Fourth instar larvae were cold-immobilized and dissected in cold 250 mM NaCl. The midguts were surgically removed from the larvae using tweezers. Only actively feeding larvae with guts that were filled with food were used. The gut portion taken was posterior to the proventriculus and anterior to the malpighian tubules. After removing all extraneous tissue and freeing the lumen of its contents by rinsing in 250 mM NaCl, the midgut tissues were homogenized in cold distilled water in a hand-held Potter-Elvehjem homogenizer immersed in ice. Midgut homogenates were centrifuged at 17,000× g for 20 min at 4 °C and the supernatants were collected in a known volume of appropriate buffer and used immediately as enzyme sources for enzymatic assays, and when necessary were stored at −20 °C.

Feces of the caterpillars were collected during the experiment and frozen (−20 °C). When necessary, they were macerated, homogenized in 200 mM Tris-HCl buffer (Tris-Hydroxymethylaminomethane), pH = 8.5, centrifuged at 20,000× g for 30 min at 4 °C and supernatants were used for in vitro enzymatic assays.

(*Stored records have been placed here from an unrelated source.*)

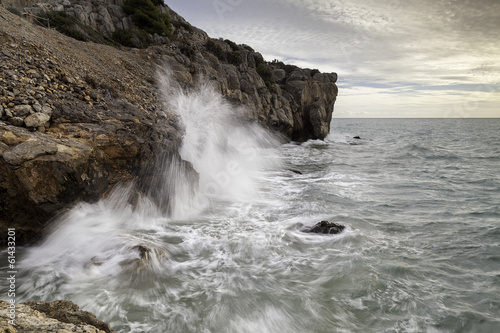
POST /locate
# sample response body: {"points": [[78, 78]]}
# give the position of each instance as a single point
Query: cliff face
{"points": [[77, 117]]}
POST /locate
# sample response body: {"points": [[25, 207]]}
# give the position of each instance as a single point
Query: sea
{"points": [[420, 200]]}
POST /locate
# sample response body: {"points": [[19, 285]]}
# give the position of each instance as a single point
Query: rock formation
{"points": [[77, 117], [326, 227], [57, 316]]}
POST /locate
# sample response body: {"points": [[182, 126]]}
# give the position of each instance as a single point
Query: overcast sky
{"points": [[394, 58]]}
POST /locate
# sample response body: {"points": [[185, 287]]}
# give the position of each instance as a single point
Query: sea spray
{"points": [[225, 148], [115, 236]]}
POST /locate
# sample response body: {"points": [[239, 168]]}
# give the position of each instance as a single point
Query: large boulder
{"points": [[57, 316], [326, 227]]}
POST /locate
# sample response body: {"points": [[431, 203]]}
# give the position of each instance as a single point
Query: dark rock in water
{"points": [[325, 227], [57, 316]]}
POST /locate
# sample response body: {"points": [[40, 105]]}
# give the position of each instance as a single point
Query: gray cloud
{"points": [[384, 44]]}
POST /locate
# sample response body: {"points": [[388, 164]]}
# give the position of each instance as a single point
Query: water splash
{"points": [[117, 236], [227, 150]]}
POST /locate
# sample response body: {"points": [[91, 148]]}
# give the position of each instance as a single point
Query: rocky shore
{"points": [[57, 316], [77, 117]]}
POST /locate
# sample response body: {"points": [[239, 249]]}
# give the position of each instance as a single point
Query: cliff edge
{"points": [[77, 116]]}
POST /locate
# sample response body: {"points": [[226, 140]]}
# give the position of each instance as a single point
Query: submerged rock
{"points": [[325, 227], [57, 316]]}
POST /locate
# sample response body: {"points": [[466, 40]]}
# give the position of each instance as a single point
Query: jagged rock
{"points": [[29, 150], [325, 227], [107, 118], [37, 120], [22, 110], [57, 316], [16, 121]]}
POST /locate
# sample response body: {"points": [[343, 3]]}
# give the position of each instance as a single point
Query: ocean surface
{"points": [[420, 199]]}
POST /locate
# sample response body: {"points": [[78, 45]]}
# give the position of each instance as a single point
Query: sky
{"points": [[394, 58]]}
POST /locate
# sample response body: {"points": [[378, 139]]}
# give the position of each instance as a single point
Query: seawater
{"points": [[421, 252]]}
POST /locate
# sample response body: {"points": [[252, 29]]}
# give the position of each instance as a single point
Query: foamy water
{"points": [[420, 252]]}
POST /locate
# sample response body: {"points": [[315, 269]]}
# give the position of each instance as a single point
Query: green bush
{"points": [[216, 50], [14, 11], [70, 26], [147, 16]]}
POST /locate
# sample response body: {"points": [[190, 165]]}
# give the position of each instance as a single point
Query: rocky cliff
{"points": [[76, 117]]}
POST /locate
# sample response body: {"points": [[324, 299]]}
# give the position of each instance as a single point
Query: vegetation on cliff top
{"points": [[70, 26], [147, 16]]}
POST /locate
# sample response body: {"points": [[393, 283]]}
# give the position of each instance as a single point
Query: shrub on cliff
{"points": [[266, 73], [147, 16], [70, 26], [216, 50], [14, 11]]}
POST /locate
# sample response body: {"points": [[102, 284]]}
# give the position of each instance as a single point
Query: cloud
{"points": [[408, 57]]}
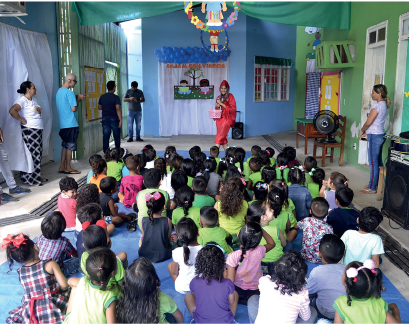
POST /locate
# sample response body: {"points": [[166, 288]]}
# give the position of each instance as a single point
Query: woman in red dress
{"points": [[226, 102]]}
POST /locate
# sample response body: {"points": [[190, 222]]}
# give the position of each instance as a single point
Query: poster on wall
{"points": [[330, 91], [94, 88]]}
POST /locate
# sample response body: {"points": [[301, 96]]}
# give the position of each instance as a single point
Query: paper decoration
{"points": [[94, 88]]}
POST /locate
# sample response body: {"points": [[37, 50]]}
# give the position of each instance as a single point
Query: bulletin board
{"points": [[94, 88], [330, 91]]}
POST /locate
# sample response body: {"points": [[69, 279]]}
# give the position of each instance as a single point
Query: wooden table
{"points": [[306, 129]]}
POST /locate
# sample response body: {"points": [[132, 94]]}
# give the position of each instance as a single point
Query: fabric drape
{"points": [[24, 55]]}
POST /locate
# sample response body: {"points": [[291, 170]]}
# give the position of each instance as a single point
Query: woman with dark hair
{"points": [[28, 112], [226, 102]]}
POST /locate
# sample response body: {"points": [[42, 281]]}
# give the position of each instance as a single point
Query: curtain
{"points": [[325, 14], [24, 55], [187, 116]]}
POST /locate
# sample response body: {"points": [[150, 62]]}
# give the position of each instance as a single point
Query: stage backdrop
{"points": [[188, 116]]}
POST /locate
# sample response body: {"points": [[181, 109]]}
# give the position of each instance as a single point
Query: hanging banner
{"points": [[94, 88]]}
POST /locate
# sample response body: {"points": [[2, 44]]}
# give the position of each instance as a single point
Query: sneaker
{"points": [[8, 198], [18, 190]]}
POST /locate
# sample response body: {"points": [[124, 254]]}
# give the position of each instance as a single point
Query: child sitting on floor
{"points": [[363, 244], [67, 202], [199, 186], [184, 199], [52, 245], [284, 295], [324, 284], [211, 232], [343, 218], [142, 301], [182, 268], [244, 265], [363, 303], [156, 230], [93, 301], [212, 299], [314, 228], [37, 278]]}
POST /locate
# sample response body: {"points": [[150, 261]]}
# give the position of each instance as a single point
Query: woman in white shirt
{"points": [[28, 112]]}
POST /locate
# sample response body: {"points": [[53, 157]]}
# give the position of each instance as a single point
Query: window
{"points": [[271, 82]]}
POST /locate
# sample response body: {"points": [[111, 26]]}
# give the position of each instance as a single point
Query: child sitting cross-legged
{"points": [[142, 301], [67, 201], [283, 295], [364, 244], [210, 232], [42, 281], [343, 218], [324, 284], [244, 265], [156, 230], [212, 299], [314, 228], [201, 200], [53, 246]]}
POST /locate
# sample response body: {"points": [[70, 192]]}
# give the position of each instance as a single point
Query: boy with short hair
{"points": [[314, 228], [363, 244], [53, 246], [324, 284], [67, 201], [343, 218], [210, 232], [199, 186]]}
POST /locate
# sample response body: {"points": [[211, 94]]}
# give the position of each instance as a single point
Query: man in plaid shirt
{"points": [[56, 247]]}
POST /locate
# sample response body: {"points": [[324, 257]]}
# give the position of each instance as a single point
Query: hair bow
{"points": [[155, 195], [353, 272], [16, 241]]}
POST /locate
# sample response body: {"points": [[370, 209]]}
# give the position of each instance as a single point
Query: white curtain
{"points": [[187, 116], [24, 55]]}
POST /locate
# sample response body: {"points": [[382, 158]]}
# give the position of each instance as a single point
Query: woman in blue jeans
{"points": [[373, 131]]}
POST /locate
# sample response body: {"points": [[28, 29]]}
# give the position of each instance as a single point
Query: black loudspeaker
{"points": [[238, 130], [396, 198]]}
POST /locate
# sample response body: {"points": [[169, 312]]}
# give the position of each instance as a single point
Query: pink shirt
{"points": [[67, 206], [284, 309], [249, 271], [130, 186]]}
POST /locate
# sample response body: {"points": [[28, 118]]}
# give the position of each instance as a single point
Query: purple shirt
{"points": [[212, 301]]}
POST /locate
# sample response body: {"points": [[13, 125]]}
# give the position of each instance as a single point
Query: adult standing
{"points": [[226, 102], [28, 112], [134, 97], [8, 175], [110, 104], [67, 105], [373, 131]]}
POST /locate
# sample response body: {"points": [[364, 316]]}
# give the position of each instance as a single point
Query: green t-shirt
{"points": [[90, 304], [233, 224], [193, 213], [369, 311], [277, 251], [141, 202], [114, 169], [314, 189], [202, 200], [166, 306], [245, 171], [216, 234]]}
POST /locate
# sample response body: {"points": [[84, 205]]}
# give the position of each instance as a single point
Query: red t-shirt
{"points": [[130, 186]]}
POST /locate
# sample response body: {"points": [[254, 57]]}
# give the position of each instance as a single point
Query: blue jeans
{"points": [[134, 116], [109, 124], [375, 144]]}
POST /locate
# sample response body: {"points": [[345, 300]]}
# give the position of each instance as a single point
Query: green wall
{"points": [[363, 16]]}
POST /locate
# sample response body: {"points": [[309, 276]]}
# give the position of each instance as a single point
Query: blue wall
{"points": [[42, 17], [271, 40]]}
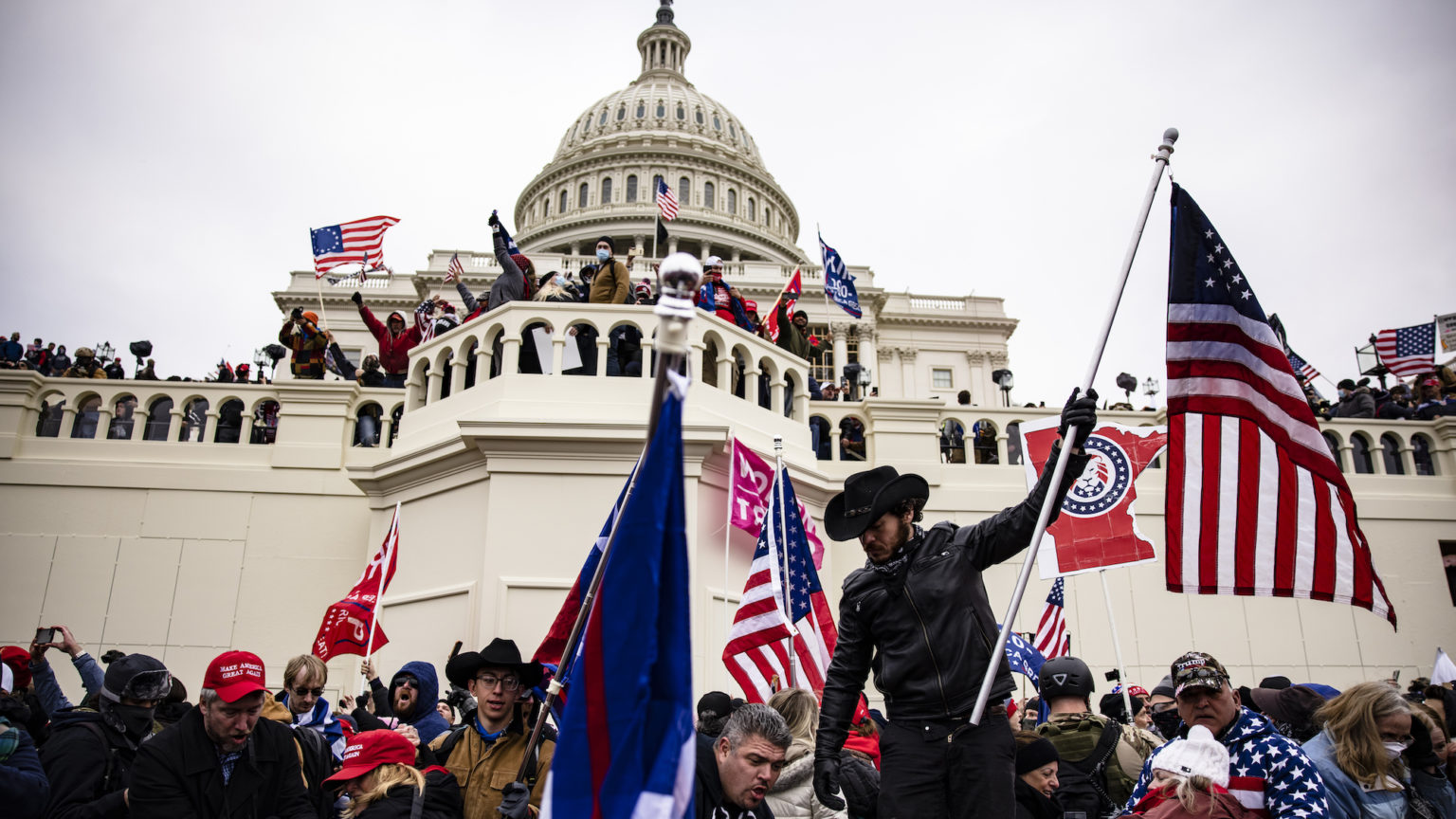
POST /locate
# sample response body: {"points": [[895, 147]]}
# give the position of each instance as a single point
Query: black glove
{"points": [[826, 783], [1079, 412], [518, 800]]}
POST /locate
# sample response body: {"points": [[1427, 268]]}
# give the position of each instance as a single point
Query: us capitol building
{"points": [[173, 535]]}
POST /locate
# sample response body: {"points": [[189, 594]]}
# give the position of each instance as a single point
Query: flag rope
{"points": [[1160, 162]]}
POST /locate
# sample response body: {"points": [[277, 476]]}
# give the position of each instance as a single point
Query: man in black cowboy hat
{"points": [[491, 743], [918, 614]]}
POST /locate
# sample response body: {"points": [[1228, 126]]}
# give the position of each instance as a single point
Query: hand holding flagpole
{"points": [[1160, 157]]}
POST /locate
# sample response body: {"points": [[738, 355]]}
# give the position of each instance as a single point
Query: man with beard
{"points": [[91, 754], [222, 759], [919, 615], [410, 699]]}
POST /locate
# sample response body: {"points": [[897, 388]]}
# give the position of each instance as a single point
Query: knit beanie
{"points": [[1037, 754], [1200, 755]]}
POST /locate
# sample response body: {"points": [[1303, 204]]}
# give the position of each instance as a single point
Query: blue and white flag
{"points": [[628, 743], [837, 282]]}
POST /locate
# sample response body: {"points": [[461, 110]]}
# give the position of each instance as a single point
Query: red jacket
{"points": [[393, 349]]}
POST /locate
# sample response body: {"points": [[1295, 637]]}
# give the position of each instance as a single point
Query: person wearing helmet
{"points": [[1101, 758], [91, 754]]}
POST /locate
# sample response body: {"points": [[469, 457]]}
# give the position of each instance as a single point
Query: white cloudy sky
{"points": [[162, 160]]}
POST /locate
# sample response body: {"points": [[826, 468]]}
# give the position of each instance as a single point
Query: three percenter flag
{"points": [[1255, 503]]}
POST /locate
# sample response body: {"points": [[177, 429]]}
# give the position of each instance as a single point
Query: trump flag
{"points": [[1097, 526]]}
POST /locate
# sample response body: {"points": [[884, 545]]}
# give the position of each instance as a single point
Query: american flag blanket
{"points": [[1268, 773]]}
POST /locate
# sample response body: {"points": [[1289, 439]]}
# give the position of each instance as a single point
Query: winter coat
{"points": [[1214, 805], [1267, 772], [393, 347], [442, 799], [24, 787], [178, 775], [87, 764], [928, 629], [792, 796], [708, 791], [483, 772], [1031, 803]]}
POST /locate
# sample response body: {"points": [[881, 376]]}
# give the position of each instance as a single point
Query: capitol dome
{"points": [[603, 176]]}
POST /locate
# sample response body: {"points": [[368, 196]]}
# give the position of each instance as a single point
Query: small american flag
{"points": [[455, 271], [665, 200], [351, 242], [1051, 631], [755, 655], [1255, 503], [1410, 350]]}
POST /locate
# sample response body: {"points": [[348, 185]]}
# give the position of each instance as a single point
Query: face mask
{"points": [[136, 719]]}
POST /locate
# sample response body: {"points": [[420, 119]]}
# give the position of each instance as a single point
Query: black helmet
{"points": [[1066, 677]]}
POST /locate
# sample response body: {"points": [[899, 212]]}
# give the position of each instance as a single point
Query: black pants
{"points": [[948, 768]]}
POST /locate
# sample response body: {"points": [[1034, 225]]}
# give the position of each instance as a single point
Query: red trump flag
{"points": [[348, 626]]}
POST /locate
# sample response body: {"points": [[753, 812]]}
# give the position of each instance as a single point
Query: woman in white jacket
{"points": [[792, 796]]}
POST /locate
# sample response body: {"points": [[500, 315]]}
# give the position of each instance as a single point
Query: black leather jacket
{"points": [[928, 631]]}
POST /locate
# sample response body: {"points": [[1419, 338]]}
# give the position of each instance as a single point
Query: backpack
{"points": [[1089, 778]]}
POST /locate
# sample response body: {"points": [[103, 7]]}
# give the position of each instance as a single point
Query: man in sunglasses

Trypsin-like enzymes of whole midgut extracts and fecal samples from A. kuehniella larvae, fed on diets containing thiosulfonates (2 and 3) and control diets were assayed using the synthetic substrate, N-benzoyl-dl-arginine p-nitroanilide (BAPNA), as described by Erlanger [32]. The linearity of the relationship between the changes in absorbance with time was checked to ensure that substrate concentrations were not limiting. Substrate and enzyme controls were run to ensure the validity of sample absorbance readings.